Even “friends” such as the San have had makes one wonder: Who needs enemies? Dreamy mythomaniacs such as Laurens van der Post romanticised and nearly patronised them out of existence. For almost 30 years, the South African Defence Force offered (or compelled, depending on circumstances) the !Xun and Khwe jobs, education and protection.
Nobody, including the San, thought to ask what might happen if they lost the war. More recently, some tourist facilities have become veritable human zoos.
There are currently about 100 000 people in Southern Africa who count themselves as San, and only about 6 700 live in South Africa. Throughout the region they still suffer racial prejudice and social and economic marginalisation.
!Khwa ttu, a San culture centre 70km north of Cape Town, just off the R27, is an initiative of the Working Group of Indigenous Minorities in Southern Africa and a Swiss philanthropic foundation. !Khwa ttu is in the ancestral lands of the Xam and means “water pan”.
Its intention is “to restore and display San heritage, culture, folklore, visual arts, cosmology and languages; to educate the general public about the world of the San; and to provide training to the San in literacy, entrepreneurship, tourism, health issues, community development, craft production, marketing and gender awareness”.
I’m not sure what to expect as Munchkin and I drive up the track to !Khwa ttu. We are in luck.
There are several majestic eland, their shapes redolent of cave paintings, ruminating near the road, followed by a group of alert ostriches. There is a restaurant next to a crafts and bookshop in a renovated old farmhouse, which is open for breakfast and lunch.
It isn’t what I imagined at all — it is a smart, 60-seater dining area. Stone walls, wine racks, wire-and-paper “trophy” heads of antelope lit from the inside on the walls, and a roaring fireplace.
For novelty, the winelist is written on a large green wine bottle. Mark-ups are sensible and there is an adequate selection of wines, many from the region.
A professional touch
The menu is in multicoloured chalk on several blackboards and the prices are reasonable (breakfasts about R40, starters R36 to R48, main courses R68 to R95 and desserts R32). But when the food arrives it is clear that the kitchen is equipped with a professional chef.

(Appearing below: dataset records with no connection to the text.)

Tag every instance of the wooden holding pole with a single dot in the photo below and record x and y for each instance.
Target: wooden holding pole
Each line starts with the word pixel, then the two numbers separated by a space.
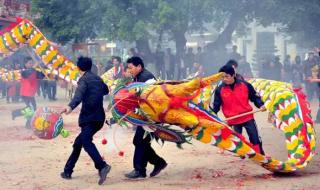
pixel 243 114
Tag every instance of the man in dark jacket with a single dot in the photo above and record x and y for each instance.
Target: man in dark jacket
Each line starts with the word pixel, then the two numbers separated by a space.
pixel 90 92
pixel 143 152
pixel 233 97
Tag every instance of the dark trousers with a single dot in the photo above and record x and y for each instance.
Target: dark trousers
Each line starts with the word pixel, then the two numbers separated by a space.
pixel 252 132
pixel 143 152
pixel 30 102
pixel 84 139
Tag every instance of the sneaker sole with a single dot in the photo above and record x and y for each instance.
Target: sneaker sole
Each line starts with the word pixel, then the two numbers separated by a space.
pixel 102 180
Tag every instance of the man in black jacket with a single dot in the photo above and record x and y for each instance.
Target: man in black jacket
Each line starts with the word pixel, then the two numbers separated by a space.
pixel 90 92
pixel 143 152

The springbok carpaccio, served with a poppadum, is a healthy portion of not very thin slices (for carpaccio), fresh and deep madder in colour, with a few dots of balsamic syrup on the plate and served with pawpaw, which ideally could have been riper.
The eland pâté isn’t the buttery affair we are accustomed to with duck but is crumbly and resists being spread on the large slices of freshly baked pot bread. It is accompanied by a ramekin of snakeberry chilli jam, which has a mild bite.

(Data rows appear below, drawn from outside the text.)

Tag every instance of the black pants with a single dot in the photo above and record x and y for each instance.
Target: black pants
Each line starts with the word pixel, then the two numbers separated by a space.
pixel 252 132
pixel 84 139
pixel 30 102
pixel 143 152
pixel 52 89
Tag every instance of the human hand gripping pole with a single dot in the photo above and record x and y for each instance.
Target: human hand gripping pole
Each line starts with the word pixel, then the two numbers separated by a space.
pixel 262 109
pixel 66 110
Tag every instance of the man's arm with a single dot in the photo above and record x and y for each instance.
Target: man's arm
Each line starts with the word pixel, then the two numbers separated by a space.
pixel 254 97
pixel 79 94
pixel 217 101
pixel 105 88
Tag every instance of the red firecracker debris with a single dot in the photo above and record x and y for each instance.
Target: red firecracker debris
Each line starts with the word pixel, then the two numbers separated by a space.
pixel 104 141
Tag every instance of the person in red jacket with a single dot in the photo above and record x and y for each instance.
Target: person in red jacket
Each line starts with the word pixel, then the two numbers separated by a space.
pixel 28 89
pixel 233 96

Snakeberries or Cape boxthorn (Lycium ferocissimum) are large (up to four metres high) bushy shrubs.
After lunch, our trainee waiter, André, from the Khomani community of the southern Kalahari, shows me one of these growing next to the restaurant. He tells me birds like to nest in them because the thorns protect them — and, sure enough, there is a small nest inside.
For mains there are the usual South African favourites, such as lemon chicken and beef fillet with green-peppercorn sauce. For vegetarians there is couscous with butternut, feta and aubergine.
I have the springbok — a pie, piping hot in a crispy pastry, which is tastily blackened in places by the oven, on top of a light mash with carrots and whole green beans.
Munchkin has the eland bobotie, which is lean and airy, with a cumin fragrance and a thin egg topping, served with plain white rice.
For dessert, I have the pecan-nut tart, which is not particularly nutty but rich and jammy, with a drizzle of honey and vanilla icecream.
I can wholeheartedly recommend the restaurant and, while you are there, take in some of the many activities the centre, which has accommodation, has to offer — campfire dinners, sundowner drives and tours that include tracking animals, identifying plants, sharing stories and learning words in the San languages.